Thursday, February 6, 2020

Lily Cole Has Swapped The Catwalk For Climate Strikes, Carbon Offsetting And Cautious Optimism

Many of the guests in London for British Vogue’s Fashion & Film party were fresh from Hollywood, enjoying the latest stop on an awards season circuit that kicked off with the Golden Globes and will draw to a close with the Oscars this weekend. Lily Cole, meanwhile, was fresh from the slightly less sunny, and certainly less star-studded, Davos. This contrast – addressing the climate crisis at the World Economic Forum one day, joining Rihanna and Bradley Cooper in Annabel’s the next – is illustrative of the vastly different worlds Cole manages to straddle, having gone from catwalk wunderkind to Cambridge graduate to filmmaker, author and environmental activist.

Cole travelled to Switzerland (by train) to meet scientists and youth delegates at Arctic Basecamp, an expedition tent that has been set up on the outskirts of the forum for four years running now, in a bid to keep the climate emergency uppermost in the minds of the politicians and business leaders attending. The tent serves as the scientists’ workplace during the day, but also their accommodation overnight. “The realities of climate change will make us uncomfortable,” points out Cole, who says she’d been “quite keen” on the idea of camping herself ahead of the trip, but readily admits she didn’t envy the Basecamp team when she arrived in Switzerland to sub-zero overnight temperatures. The problem isn’t the cold though – quite the opposite. “The science is getting scarier,” says Cole, “because we’ve been largely ignoring what the scientists have been saying for decades.” She cites a landmark IPCC report that warned in 2018 we had just 12 years left in which to keep global warming to a maximum of 1.5C, in order to stave off climate catastrophe.

“That report moved the needle,” Cole goes on. “[Climate change] started to feel real. And coinciding with that... you have this really powerful protest movement.” She’s talking, of course, about the global wave of school strikes spearheaded by 17-year-old Greta Thunberg, who was also at Davos, where she accused the World Economic Forum of ignoring the demands of the climate movement in characteristically brusque fashion. “It really moved me,” says Cole of hearing Thunberg speak. “We’ve got a situation where we have, effectively, children trying to persuade the adults to listen to the scientists.”

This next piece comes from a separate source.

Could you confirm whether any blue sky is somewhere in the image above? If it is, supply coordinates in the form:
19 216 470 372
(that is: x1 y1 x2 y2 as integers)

Cole is full of admiration for the schoolgirl activist and the youth delegates at Davos, but her own social conscience kicked in early, too. “In my teens I went through a period of trying to work out where to channel my energy,” is how she explains the path that has taken her from Chanel’s couture catwalk aged 18 to, last December, standing in solidarity with Extinction Rebellion hunger strikers outside Conservative Party Headquarters. In the intervening years, she’s established her own social enterprise, teamed up with the WWF to support wild rubber tappers in the Amazon, publicly declared her allegiance to the ethical bank Triodos, and acted as an early champion of sustainable fashion (she spent her days in Switzerland swaddled in a vintage Jean Paul Gaultier coat). Despite growing up a “proper urban kid” in London, Cole had realised that the environment is the point at which all of her passions converge – and focused her efforts accordingly. “Climate change is a problem that affects everything, every person,” she says. “It’s the rug underneath it all.”

Despite the urgent need for faster and far more drastic action to curb emissions, Cole says she was cheered by the impact Arctic Basecamp has had since founder Professor Gail Whiteman and her team first set up camp at Davos in 2017, determined to put evidence of global warming they’d witnessed first-hand in the Arctic in front of the people who needed to see it most. Climate change was something of a fringe topic when Cole first attended the forum some six years ago, she says, but in 2020 it was “high on the agenda across the board”. “These are Arctic scientists talking about their experiences of climate change on the ground,” she says. “That’s hard to argue with.”

“Climate optimism” is the stance Cole says she’s had to adopt for her own sanity, and the same one that informs the book she’s written, set to be published by Penguin this summer. At a time when newspaper headlines grow bleaker by the day, Who Cares Wins: Reasons For Optimism In Our Changing World is a clarion call: a reminder of the power of the individual to make a difference. “From our purchasing power to our political voice, we are all part of this ecosystem, no one person out there is going to fix it,” says Cole, quoting the zero waste chef Anne-Marie Bonneau: “We don’t need a handful of people doing zero waste perfectly, we need millions of people doing it imperfectly.”

Essentially, Cole wants to see us focus less on what we do wrong, and more on what we can do right. “There is so much rhetoric around perfectionism and calling people out,” says Cole. “I’m trying to travel a lot less, and I came here by train. But there are some things I have to do by plane, so I offset [the carbon emissions from the flight] when I do... I try to make my peace with it. I’m doing the best I can, but I’m okay with not being perfect.” Her best looks pretty impressive from here.